LIVERMORE FALLS – Selectwoman Doreen Maheaux has resigned.

Town Manager Alan Gove said Monday that he received Maheux’s resignation Friday. She cited personal problems as the reason she was giving up the position she was elected to in February 2003. She has been absent from regular meetings the past month or so.

Because it is so difficult to get all five members at a meeting, due to work and family schedules, the board agreed at the close of Monday’s meeting to take the fast track option to fill the position.

It may be a few days before papers are ready, Gove explained, because Town Clerk Kristal Flagg will be occupied with the election and town meeting.
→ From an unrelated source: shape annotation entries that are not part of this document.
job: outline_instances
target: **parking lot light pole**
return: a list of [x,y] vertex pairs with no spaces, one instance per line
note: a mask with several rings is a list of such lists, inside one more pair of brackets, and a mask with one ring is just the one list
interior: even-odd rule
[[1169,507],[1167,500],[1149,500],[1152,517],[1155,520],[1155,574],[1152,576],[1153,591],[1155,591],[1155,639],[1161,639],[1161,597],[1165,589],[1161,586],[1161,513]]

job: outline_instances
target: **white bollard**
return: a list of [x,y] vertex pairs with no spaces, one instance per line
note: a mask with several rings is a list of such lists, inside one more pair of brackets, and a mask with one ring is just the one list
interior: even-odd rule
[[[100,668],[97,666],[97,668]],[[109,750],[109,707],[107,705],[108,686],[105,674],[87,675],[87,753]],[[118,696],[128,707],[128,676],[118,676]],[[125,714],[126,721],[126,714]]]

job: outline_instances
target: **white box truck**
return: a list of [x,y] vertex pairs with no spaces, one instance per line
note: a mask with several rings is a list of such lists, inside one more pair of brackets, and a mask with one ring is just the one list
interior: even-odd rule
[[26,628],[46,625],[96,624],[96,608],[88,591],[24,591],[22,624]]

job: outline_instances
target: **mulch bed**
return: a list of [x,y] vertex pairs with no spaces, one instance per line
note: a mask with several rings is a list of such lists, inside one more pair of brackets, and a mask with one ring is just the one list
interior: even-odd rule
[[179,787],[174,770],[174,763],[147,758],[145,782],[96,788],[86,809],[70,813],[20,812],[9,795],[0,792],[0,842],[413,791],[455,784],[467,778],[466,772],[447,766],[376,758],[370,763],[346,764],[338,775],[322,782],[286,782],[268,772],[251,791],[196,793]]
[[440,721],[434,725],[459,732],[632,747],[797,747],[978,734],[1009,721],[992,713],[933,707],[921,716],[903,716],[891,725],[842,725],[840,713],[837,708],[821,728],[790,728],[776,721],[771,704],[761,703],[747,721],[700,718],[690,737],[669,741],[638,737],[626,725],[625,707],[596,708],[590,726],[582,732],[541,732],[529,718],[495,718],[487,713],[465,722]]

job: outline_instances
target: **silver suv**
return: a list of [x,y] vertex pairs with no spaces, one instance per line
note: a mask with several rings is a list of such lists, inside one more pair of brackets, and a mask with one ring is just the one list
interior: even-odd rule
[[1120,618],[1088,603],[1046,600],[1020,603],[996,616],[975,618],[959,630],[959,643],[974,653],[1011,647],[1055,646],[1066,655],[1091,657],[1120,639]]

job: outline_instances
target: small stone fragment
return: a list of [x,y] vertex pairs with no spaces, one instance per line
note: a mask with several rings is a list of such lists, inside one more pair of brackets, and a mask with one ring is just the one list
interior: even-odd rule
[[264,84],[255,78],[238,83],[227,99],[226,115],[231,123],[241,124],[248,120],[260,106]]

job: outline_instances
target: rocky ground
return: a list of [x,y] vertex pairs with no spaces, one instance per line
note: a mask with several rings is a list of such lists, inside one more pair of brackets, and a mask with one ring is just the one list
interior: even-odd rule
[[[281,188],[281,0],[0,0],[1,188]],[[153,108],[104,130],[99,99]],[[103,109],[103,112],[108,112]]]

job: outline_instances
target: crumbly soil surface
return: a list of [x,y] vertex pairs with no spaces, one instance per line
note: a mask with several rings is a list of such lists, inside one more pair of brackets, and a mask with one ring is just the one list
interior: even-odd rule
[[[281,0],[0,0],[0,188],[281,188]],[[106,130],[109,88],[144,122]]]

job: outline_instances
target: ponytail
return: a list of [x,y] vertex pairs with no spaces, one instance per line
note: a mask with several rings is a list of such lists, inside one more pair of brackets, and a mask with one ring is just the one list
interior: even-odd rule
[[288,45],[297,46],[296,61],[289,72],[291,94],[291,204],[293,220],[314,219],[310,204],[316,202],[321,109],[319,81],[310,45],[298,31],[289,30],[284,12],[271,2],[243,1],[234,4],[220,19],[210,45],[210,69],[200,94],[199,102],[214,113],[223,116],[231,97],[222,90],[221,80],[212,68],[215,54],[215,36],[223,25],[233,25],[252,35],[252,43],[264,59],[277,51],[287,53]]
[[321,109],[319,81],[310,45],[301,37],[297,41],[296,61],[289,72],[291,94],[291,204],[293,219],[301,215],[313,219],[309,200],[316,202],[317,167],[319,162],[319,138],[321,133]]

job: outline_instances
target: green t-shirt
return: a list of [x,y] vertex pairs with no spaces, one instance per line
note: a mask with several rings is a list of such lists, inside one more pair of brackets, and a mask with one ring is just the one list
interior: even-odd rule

Once the papers are ready, it should take about 45 days to elect a new selectman, he estimated.

That position will be for the remainder of Maheux’s term, which ends June 30, 2005.

In other business, the board met at length with Chief Deputy Guy Desjardins and Capt. Ray LaFrance of the Androscoggin County Sheriff’s Office along with local Police Chief Ernest Steward Jr.

They discussed the possibility of the Sheriff’s Office serving as backup for the town department, which is facing the loss of another patrolman.

“If we knew they needed help, we’d be there,” Desjardins said. He and LaFrance both stressed that they would respond only as backup, that local officers would handle the complaint and its paperwork.

“If we handle the complaint, we lose continuity of what’s going on,” LaFrance explained. “We have no clue what’s going on in Livermore Falls, we’re not here very often.”

“We’re trying to strike a balance between budget constraints and the needs of the public,” Gove told the men, who explained their coverage of the area and their cooperation with state police.

“We couldn’t survive without it (state police arrangement),” Desjardins said. LaFrance said his department gets very few calls from Livermore Falls. “You have a good department. I hate to see a police department lose personnel, you lose the training and the experience that you never get back.”

Discussion closed with mutual concerns of what would happen to their departments as well as the rest of county and local government if the Palesky proposal passes.

“It’s unrealistic, we’d have no employees,” Gove said.